Aim And Purpose

"Hug-A-Tree and Survive" is a children's Search and Rescue (SAR) prevention program administered under the auspices of the Royal Canadian Mounted Police. It is aimed at children (ages 5 - 14) from kindergarten to grade six, and has as its purpose the goal of teaching them:

  • how not to become lost in the woods,
  • what to do if they do become lost,
  • how not to come to harm, and
  • how they can help searchers find them.

Program Administration

Only "qualified presenters" may present the Canadian "Hug-A-Tree and Survive" program. A "qualified presenter" is a person who, as a minimum,

  • has basic knowledge of Search and Rescue,
  • has read and follows the direction provided in the program documentation
  • has signed an agreement provided by his/her department or agency certifying agreement to comply with all program requirements.
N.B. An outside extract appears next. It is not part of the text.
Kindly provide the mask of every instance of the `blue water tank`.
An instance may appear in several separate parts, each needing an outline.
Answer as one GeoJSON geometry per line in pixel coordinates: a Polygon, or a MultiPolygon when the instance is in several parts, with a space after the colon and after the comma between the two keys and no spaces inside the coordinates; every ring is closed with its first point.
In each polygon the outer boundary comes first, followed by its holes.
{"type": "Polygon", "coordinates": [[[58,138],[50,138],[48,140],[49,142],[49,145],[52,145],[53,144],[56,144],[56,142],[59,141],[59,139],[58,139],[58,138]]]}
The History Of The Program

The Hug-A-Tree and Survive program was developed in San Diego, California, in response to the loss of the life of a young boy, nine year old Jimmy Beveridge who went missing during a camping trip in 1981. Later that same year, Ab Taylor, a retired Border Patrol agent and renowned tracker, and Tom Jacobs, a freelance writer and photographer, collaborated to create the "Hug-A-Tree and Survive" program. This is a copyrighted slide presentation and hands-on demonstration designed to teach, at their level of understanding, basic survival principles to children aged 5 - 12.

Since then, the "Hug-A-Tree and Survive" presentation has been credited with saving many children's lives.

Hug-A-Tree and Survive (Canada) was subsequently developed in 1996, after the Royal Canadian Mounted Police applied for and received a licensing agreement with the US copyright holders.

Although the "Hug-A-Tree and Survive" presentation has been adapted for Canadian usage and prepared in both English and French, the message and order of presentation are the same as the US version. The Canadian "approved" program and supporting materials are copyright to Her Majesty the Queen in right of Canada, on behalf of the Royal Canadian Mounted Police.

Teaching our Children Safety

Tri-County Ground Search and Rescue has several trained Hug-A-Tree and Survive presenters who make themselves available to present the program free-of-charge to area schools and youth organizations.

In the past three years, over 4,000 Greater Moncton area school children have learned how to avoid being lost, and what to do if they become separated from family.